Things that bite people

  1. Don't call session.Ingress.Write(...). In V2 mode, Ingress and Egress are nil — your reference to them nil-derefs. The relay is the only writer. If your legacy code writes a response to the client, you don't need that in V2 — the relay already forwarded it.
  2. Don't close FakeConns yourself. The supervisor closes them on abort via SessionOnAbort. Your parser just reads until EOF or ErrClosed and returns.
  3. Don't spawn helper goroutines without sess.Ctx. They'll leak. Either use sess.Ctx directly, or register via supervisor.RegisterGoroutine() (available when direct supervisor access is wired — today use sess.Ctx).
  4. Don't skip the parity test. Byte-equivalence with the legacy path is the only way to prove replay still works. Corner cases (chunked transfer, TLS renegotiation, streaming responses) are exactly where V2 and legacy tend to drift silently.
  5. Don't suppress time.Now() indiscriminately. The lint rule's // allow:time.Now exemption is for log lines and metrics. ReqTimestampMock / ResTimestampMock must come from chunks.
  6. Don't remove parser-internal memoryguard.IsRecordingPaused calls from the legacy path. The relay handles it for V2 at the tee; legacy parsers still need their checks because they're not behind the relay. Redundancy disappears naturally as parsers migrate.
  7. Set IsV2() bool { return true } last, after recordV2 is landed and tested.

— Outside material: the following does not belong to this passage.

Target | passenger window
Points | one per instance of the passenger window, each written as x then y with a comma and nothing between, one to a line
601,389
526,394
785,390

A parser returning true without a working recordV2 will crash in the dispatcher.

Rollout knobs

  • KEPLOY_NEW_RELAY=off forces every parser (including yours) back to the legacy path. Use during incidents.
  • KEPLOY_DISABLE_PARSING=1 disables parser dispatch entirely; every connection goes to raw passthrough.

When in doubt

  • pkg/agent/proxy/README.md — architecture overview.
  • docs/reference/mock-matcher-contract.md — what the replay matcher actually reads.
  • PLAN.md (repo root) — the multi-phase design.
  • PR #4113 — the foundation + three reference migrations.

Ask in #keploy-record-v2 (or equivalent) before breaking new ground; the core V2 maintainers will usually have seen the corner case before.